Former Latin American Presidents Assess Economic Progress and Challenges at Historic Summit

Eric Olsen
November 26, 2014

“The most difficult task ahead for Latin America is social integration; people have no patience to wait for reform.” said former Costa Rica President Laura Chinchilla, addressing a panel at the Second Summit of the Latin American Presidential Mission in Asuncion, Paraguay on November 21, 2014.

(foreground) H.E. Laura Chinchilla, former president of Costa Rica, (background) Dr. Ernesto Talvi, Director of the Brookings Global Center for the Study of Economic and Social Affairs

Costa Rica’s first female president and the only woman on the panel of former presidents, was addressing the topic of social integration and equal opportunity as part of the 2014 Global Peace Convention.

Ms. Chinchilla noted that there has been significant progress made in the region, where the middle class now represents 35 percent of the population. However, she warned that the new entrants into the middle class, the lower-middle class, are threatened and may slip back to their prior economic state, which could also result in serious disruptions in civil society.

She emphasized the importance of education and providing opportunity for the next generation, but was also cautious that financial investment in education was not enough. The quality of that education must be managed; ensuring that the benefits reach all levels of society was the most important benchmark.

Moderator Dr. Ernesto Talvi, Director of the Brookings Global Center for the Study of Economic and Social Affairs, suggested that the biggest failure for Latin America was the failure to provide work and integrate all sectors of society into the economy, which has resulted in high crime rates.

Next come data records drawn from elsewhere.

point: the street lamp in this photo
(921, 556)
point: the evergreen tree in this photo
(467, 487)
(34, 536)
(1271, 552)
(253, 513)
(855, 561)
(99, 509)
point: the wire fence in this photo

Former President of Guatemala Vinicio Cerezo emphasized the importance of finding solutions from within, and advocated change in culture and the attitudes that Latin Americans have about the relationship between the State and private enterprise. He said he would like to see a change from a culture of authoritarianism to a more democratic, decentralized system. He said solutions to social problems should be sought emphasizing private initiative, rather than a paternalistic state-centric solutions.

Presidential Panel on social integration and equal opportunity. (left to right) H.E. Laura Chincilla, former president of Costa Rica, H.E. Vinicio Cerezo, former president of Guatemala, H.E. Jaime Paz Zamora, former president of Bolivia, H.E. Hipolito Mejia, Dominican Republic.

However, he also balanced his argument by noting the importance of the state in tempering private interests to ensure that the benefits of economic growth are distributed equally throughout society.

Former President of Bolivia Jaime Paz Zamora expressed optimism about the future of Latin America in the medium-to-long term, and called the Second Latin American Presidential Mission “a historical achievement” involving so many former Latin American presidents in the same discussion. He credited the region’s economic progress and stability and expressed pride that virtually all Latin American countries except for Cuba had adopted a democratic form of government,

Former of the Dominican Republic President Hipolito Mejia also expressed optimism for the region, emphasizing the need to look within for solutions. He also challenged his presidential colleagues to ask themselves, coming out of an era of great social inequality, whether they were effective in providing education and advancing equal opportunity in each of their countries. This, his said, was the task facing the region and its leadership.

The Second Summit of the Latin American Presidential Mission is being held in conjunction with the Sixth Global Peace Convention, Roadmap for National Transformation: Liberty, Prosperity and Integrity through Moral and Innovative Leadership. The Convention concludes on November 21.